For the Overland Campaign of 1864, Smith was assigned by Grant to command the XVIII Corps in Maj. Gen. Benjamin Butler's Army of the James, which he led in the Battle of Cold Harbor and the first operations against Petersburg. Smith's corps and a division of black troops (under Edward W. Hinks) were ordered to take the city. Remembering the debacle at Cold Harbor, Smith performed exhaustive reconnaissance. Determining that the section of the defensive line was manned primarily by artillery, he ordered an attack. The attack was successful in capturing several Confederate batteries and over a mile of entrenchments. However, by the time this was accomplished, Smith determined that darkness prevented him from effectively moving further. Both the time it took to prepare for the attack and suspending the attack at night has led some historians to see the outcome of the battle as a missed opportunity to shorten the war by nearly a year. But the fault may also lay with General Grant who failed to communicate with Smith, Major General George Gordon Meade and Major General Winfield Scott Hancock the full picture of the battle's true objective and provide the time to develop an effective operational plan.

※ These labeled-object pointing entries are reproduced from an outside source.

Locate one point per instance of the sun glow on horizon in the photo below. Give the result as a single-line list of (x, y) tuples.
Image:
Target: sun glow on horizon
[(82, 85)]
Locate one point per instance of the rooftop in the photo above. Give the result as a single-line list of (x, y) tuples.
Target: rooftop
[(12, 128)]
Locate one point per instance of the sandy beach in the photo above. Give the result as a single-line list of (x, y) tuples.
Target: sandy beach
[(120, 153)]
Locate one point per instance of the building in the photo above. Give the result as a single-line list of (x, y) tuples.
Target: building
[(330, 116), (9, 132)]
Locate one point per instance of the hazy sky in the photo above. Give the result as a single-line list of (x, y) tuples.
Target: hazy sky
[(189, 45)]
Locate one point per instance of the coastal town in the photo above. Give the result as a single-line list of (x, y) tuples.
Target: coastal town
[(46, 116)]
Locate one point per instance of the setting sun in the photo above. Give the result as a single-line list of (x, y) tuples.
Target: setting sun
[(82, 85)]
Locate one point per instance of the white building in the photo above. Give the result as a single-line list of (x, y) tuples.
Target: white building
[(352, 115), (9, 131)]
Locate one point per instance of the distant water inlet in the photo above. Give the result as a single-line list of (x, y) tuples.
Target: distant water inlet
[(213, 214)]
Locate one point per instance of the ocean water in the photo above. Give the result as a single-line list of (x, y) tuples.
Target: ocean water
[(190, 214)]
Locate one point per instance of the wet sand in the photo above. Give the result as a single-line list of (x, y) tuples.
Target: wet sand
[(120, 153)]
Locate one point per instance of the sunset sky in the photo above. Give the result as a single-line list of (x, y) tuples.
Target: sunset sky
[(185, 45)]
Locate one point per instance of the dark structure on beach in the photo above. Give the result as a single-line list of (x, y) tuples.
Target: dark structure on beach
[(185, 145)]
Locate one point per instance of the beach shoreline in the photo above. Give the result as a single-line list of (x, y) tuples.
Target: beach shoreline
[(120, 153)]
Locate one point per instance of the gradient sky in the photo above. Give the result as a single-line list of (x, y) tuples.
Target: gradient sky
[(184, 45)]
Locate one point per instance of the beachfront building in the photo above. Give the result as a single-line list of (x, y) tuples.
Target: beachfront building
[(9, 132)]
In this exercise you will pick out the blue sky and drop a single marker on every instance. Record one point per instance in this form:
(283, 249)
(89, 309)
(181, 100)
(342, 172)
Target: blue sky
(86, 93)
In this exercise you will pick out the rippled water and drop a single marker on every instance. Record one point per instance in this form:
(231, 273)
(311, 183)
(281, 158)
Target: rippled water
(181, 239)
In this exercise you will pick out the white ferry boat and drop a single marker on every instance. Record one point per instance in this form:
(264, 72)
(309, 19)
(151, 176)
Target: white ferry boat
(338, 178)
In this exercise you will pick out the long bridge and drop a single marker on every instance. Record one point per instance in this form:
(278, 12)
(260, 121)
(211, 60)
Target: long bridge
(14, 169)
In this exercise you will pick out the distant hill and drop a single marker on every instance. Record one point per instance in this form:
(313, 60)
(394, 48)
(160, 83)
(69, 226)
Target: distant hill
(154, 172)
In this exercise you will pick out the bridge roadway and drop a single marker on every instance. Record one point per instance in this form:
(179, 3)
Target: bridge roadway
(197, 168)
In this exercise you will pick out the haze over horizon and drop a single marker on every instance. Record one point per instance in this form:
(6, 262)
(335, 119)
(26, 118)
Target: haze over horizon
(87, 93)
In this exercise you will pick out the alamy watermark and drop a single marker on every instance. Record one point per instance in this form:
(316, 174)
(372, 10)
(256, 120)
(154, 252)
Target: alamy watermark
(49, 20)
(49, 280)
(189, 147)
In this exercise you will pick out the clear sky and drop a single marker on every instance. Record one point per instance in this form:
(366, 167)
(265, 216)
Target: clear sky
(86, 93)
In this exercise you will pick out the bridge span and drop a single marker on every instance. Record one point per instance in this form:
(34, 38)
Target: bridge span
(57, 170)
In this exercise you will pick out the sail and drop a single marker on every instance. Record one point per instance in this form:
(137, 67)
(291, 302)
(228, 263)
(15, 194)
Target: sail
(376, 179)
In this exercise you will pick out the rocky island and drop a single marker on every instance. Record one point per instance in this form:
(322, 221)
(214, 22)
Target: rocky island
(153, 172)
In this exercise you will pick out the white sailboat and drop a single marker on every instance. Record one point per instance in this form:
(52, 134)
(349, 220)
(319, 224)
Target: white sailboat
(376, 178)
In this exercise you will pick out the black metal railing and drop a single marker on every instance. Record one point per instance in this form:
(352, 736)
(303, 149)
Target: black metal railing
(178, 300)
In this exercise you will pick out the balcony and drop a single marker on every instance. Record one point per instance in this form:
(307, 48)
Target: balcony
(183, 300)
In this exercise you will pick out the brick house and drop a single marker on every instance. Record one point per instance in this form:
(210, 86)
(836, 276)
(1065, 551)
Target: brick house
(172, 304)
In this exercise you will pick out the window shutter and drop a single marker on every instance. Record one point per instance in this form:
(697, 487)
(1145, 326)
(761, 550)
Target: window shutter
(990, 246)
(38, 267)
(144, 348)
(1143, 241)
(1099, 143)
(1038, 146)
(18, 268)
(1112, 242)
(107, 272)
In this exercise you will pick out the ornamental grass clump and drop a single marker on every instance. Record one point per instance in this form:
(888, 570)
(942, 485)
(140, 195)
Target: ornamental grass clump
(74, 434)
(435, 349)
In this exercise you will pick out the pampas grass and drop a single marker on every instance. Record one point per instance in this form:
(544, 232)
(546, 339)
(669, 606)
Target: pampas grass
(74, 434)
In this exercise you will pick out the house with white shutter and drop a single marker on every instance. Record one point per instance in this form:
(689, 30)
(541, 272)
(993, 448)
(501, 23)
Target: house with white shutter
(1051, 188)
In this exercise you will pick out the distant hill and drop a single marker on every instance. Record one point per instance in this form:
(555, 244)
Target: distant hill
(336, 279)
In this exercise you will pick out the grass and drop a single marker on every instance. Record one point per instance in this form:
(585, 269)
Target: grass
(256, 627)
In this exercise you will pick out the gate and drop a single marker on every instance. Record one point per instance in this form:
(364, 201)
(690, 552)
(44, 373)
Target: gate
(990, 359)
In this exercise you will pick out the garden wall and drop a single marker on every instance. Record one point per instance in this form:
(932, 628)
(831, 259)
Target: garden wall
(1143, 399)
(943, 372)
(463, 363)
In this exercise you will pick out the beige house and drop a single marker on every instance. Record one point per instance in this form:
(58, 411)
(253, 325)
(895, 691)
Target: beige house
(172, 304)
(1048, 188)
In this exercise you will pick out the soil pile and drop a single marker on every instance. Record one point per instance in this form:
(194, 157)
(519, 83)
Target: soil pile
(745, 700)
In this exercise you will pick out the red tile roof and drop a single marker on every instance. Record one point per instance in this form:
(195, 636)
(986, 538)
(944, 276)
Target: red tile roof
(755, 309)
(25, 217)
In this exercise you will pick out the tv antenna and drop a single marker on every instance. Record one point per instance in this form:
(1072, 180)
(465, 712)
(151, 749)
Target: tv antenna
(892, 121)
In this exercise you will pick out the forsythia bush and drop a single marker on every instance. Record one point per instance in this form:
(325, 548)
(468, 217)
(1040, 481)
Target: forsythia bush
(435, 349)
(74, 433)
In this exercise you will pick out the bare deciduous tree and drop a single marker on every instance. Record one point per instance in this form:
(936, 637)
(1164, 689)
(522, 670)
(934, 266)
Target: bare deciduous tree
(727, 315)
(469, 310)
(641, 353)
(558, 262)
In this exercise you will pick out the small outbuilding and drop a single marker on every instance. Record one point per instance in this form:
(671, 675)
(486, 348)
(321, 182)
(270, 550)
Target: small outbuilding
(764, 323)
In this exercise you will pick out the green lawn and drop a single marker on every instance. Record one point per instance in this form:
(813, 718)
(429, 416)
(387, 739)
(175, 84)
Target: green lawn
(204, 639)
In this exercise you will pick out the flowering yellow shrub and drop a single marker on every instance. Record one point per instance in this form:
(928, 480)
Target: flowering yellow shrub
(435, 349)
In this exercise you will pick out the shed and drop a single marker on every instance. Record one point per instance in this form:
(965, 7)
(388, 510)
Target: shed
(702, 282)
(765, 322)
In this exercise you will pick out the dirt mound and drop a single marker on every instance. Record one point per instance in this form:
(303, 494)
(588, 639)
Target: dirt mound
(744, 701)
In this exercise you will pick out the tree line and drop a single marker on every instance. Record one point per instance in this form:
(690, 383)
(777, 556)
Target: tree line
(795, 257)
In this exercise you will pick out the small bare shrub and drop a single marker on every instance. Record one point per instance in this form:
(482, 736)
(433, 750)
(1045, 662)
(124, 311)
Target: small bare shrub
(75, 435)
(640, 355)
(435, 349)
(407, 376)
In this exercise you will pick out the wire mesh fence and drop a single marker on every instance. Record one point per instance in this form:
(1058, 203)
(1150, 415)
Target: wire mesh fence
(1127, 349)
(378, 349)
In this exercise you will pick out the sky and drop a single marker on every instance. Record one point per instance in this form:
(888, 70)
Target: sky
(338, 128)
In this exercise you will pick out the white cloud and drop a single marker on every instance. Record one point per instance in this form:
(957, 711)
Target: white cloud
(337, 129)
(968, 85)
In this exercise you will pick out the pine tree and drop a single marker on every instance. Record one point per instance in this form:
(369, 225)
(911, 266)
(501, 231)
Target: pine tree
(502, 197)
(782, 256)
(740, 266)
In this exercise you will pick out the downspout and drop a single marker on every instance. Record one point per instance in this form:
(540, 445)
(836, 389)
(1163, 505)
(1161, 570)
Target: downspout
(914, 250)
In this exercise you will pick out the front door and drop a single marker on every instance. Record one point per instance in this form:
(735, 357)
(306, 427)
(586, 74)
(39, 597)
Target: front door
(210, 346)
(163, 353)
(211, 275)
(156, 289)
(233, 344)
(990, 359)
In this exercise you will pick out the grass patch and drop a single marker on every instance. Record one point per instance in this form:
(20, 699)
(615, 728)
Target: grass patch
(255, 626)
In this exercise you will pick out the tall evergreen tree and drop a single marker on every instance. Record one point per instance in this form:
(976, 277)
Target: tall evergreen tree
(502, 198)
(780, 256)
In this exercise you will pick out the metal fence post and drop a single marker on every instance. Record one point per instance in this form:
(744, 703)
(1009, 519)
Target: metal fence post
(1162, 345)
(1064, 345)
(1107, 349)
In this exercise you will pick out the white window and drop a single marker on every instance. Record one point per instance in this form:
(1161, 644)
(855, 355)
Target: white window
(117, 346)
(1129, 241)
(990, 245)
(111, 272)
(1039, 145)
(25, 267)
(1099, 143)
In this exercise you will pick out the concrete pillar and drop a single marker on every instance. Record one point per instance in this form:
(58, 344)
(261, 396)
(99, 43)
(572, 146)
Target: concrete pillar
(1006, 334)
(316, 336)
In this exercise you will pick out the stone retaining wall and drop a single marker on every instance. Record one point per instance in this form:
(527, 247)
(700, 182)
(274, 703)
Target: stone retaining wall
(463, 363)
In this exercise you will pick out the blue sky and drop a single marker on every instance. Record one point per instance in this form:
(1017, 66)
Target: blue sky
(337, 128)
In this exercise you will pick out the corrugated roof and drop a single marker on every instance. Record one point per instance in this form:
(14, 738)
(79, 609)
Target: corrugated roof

Smith's personal and professional differences with Generals Butler and Meade led General Grant to relieve Smith from command of the XVIII Corps on July 19, 1864. Smith spent the remainder of the war serving on military commissions, including one that discovered significant corruption in the Department of the Gulf.

==Postbellum career==
Smith resigned from the volunteer service in 1865, and from the U.S. Army in 1867. From 1864 to 1873 he was president of the International Telegraph Company, and from 1875 to 1881 served on the board of police commissioners of New York City, becoming its president in 1877. After 1881 he was engaged in civil engineering work in Pennsylvania. He died at Philadelphia in 1903 and is buried in Arlington National Cemetery. His Autobiography of Major General William F. Smith, 1861–1864 was published posthumously in 1990.